By 1931, several Texas musicians had become successful and were given the big band swing style a country western flavor. W. Lee O’Daniel of the Burrus Mill and Elevator Company sponsored a three man group headed by Bob Wills which went on the air over KFJZ in Ft. Worth, Texas. Three years later, Bob Wills and Texas Playboys were on the air over KVOO in Tulsa, Oklahoma.
Wills played dance music with a strong rhythm that was modeled after swing-jazz bands of the late 1920s. In 1934, Leon McAuliff joined the Wills band with his steel guitar, the instrument that became a trademark for western swing.
El Paso had its own Golden Age of swing. George Reynoso, owner of All That Music in Lee Trevino Plaza, has a home movie narrated by Federico Gonzalez which traces the El Paso connection.
The movie shows that Louis Jordan and his band, Tympani Five, and Big Joe Turner, the great blues shouter, played and sang in El Paso during the early forties. Jordan was so impressed by the railroad sounds he heard at the El Paso train station that he wrote “Choo, Choo, Ch’Boogie.” The song sold over a million copies and ushered in a series of records for Jordan.
Like other young fans of the swing music craze, students at the old Bowie High School were called “cats,” short for “hepcats,” slang for people listening and dancing to music of that time. The students would frequent local establishments such as the Cortez, Hilton and the El Paso Del Norte hotels to listen to their favorite bands.
In honor of the students from Bowie, Jordan wrote a boogie-woogie style song about “a gal waiting for me in El Paso.” It was titled the “T. P. Special,” T. P. standing for the Texas Pacific Railroad. The person in the song was West Texas bound. Together he and his girl would “cross the border and honeymoon in Juárez.”

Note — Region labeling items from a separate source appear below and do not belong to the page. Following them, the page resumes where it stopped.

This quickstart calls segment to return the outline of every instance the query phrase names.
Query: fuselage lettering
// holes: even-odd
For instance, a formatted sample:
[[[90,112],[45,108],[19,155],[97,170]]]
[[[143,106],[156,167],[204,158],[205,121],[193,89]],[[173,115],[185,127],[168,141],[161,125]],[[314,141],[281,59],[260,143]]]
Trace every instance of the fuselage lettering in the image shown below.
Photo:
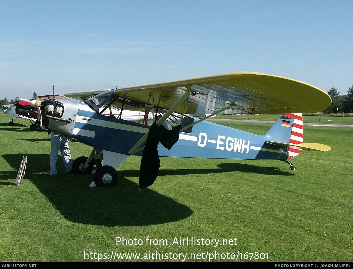
[[[250,140],[245,139],[238,139],[233,137],[227,137],[223,136],[217,136],[216,141],[207,139],[207,134],[205,133],[200,133],[198,139],[197,146],[202,148],[205,147],[207,142],[216,143],[216,148],[221,150],[225,149],[227,151],[233,151],[234,152],[245,152],[249,153],[250,149]]]

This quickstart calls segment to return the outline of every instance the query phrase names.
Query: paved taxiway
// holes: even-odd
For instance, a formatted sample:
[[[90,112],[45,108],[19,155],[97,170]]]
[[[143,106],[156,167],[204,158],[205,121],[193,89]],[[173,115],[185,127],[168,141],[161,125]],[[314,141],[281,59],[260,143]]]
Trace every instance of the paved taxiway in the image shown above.
[[[208,120],[210,121],[233,121],[239,122],[253,122],[253,123],[271,123],[274,124],[275,121],[269,120],[231,120],[225,119],[211,119]],[[308,123],[303,122],[303,125],[308,126],[321,126],[325,127],[343,127],[344,128],[353,128],[353,125],[348,124],[330,124],[327,123]]]

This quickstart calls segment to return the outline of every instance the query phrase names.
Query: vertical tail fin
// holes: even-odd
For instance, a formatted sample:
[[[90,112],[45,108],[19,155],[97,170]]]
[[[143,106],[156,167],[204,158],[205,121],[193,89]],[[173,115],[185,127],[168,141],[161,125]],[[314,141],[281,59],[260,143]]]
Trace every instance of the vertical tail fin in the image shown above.
[[[289,143],[291,145],[302,144],[303,143],[303,116],[301,113],[288,113],[285,114],[285,116],[294,119]],[[287,160],[298,155],[301,152],[301,149],[290,147],[288,149]]]

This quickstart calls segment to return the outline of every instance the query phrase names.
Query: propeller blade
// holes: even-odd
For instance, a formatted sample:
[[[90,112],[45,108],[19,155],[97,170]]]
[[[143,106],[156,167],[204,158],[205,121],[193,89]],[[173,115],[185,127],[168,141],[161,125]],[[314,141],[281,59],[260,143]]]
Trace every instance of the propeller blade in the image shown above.
[[[43,120],[42,119],[42,111],[41,110],[41,108],[38,107],[38,115],[37,116],[37,118],[38,119],[38,122],[39,122],[39,126],[41,127],[43,125]]]
[[[36,107],[38,108],[41,106],[41,101],[38,97],[38,96],[35,92],[33,93],[33,99],[36,101]]]

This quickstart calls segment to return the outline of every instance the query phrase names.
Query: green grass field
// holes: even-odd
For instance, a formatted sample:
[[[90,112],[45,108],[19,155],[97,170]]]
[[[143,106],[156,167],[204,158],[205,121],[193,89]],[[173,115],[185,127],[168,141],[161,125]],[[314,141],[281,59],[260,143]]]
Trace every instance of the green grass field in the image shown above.
[[[89,187],[92,175],[66,174],[60,156],[58,176],[50,177],[49,136],[30,131],[23,119],[9,126],[11,119],[0,114],[0,261],[97,261],[84,255],[95,252],[107,253],[100,260],[106,262],[116,251],[140,255],[121,261],[155,261],[157,251],[168,258],[157,261],[182,261],[169,259],[176,253],[187,253],[185,261],[215,253],[211,261],[246,261],[258,252],[252,261],[353,262],[353,129],[304,126],[304,142],[332,149],[293,158],[295,171],[275,160],[161,158],[159,177],[139,192],[138,157],[117,168],[112,188]],[[222,124],[260,134],[271,126]],[[91,150],[69,145],[73,159]],[[23,155],[26,174],[17,186]],[[123,237],[142,244],[117,244]],[[148,237],[157,240],[148,245]],[[173,244],[186,237],[220,241],[215,247]]]
[[[218,114],[215,119],[232,120],[270,120],[274,121],[280,116],[279,115],[223,115]],[[353,125],[353,117],[334,117],[328,115],[323,116],[303,116],[303,121],[307,123],[322,123],[330,124]]]

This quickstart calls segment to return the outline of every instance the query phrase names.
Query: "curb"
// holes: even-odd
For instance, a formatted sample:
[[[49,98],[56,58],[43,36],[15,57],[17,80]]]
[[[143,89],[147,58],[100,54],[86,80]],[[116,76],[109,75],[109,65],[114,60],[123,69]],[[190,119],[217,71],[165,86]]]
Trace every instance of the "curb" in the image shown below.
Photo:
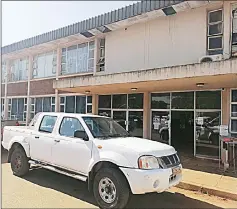
[[[190,184],[190,183],[184,183],[184,182],[180,182],[176,187],[180,189],[198,191],[204,194],[214,195],[214,196],[237,201],[237,195],[231,192],[221,191],[217,189],[207,188],[207,187],[198,186],[198,185]]]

South El Paso dance establishments included the Hollywood Café, the Venice (now the Acapulco Café & Bar) and the Old California, current location for the National Dry Goods Company. Impromptu jam sessions were common at the Whoo’s Club at 300 S. Mesa St. and at the Esquire Club. Mail carriers would congregate at the red Star Bar on Saturday nights and listen to Xavier Solis’s Latin big bands sounds.
Keeping swing alive in El Paso today is the Villa Band. This seven piece band plays locally and features Mexican-American big band sounds. The Mike Caranda Band also continues to be a local favorite, not only playing for weddings and private parties but for Sunday afternoon dances and big band gatherings. In Las Cruces, Big Band on the Rio Grande keeps the swing sound going.
During the swing era, the nation went through some traumatic times, but a whole generation of young people grew up thinking that times were not all that bad. They were unable to find jobs and did not have very much money to spend, but none of this seemed to bother them.
Dance marathons, pinball machines and movies did not cost much. Records and radios playing swing music were all that were needed for a good house party, and juke boxes played six of their favorite pieces for a quarter.
These were great times for music lovers. Bill Toering says, “For many of us, swing music fostered dancing to keep people occupied. It was a new kind of jazz, but it allowed a person’s mind to travel while listening.”
Musical arrangements burst upon the American scene which expressed yearning, loving, courage and hope. Such tunes as “Walking My Baby Back Home,” “Goodnight Sweetheart,” “I’m Getting Sentimental Over You,” “Blue Moon,” and “Smoke Gets in Your Eyes” were just a few of America’s favorites.
The soaring melodies and touching lyrics of swing united men and women across the oceans and continents as they faced the pain of uncertainty and separation of World War II. Anxious mothers waited for the return of their sons while listening to swing on the radio to help while away the hours. Swing indeed provided a type of therapy for Americans during the Great Depression and the war years.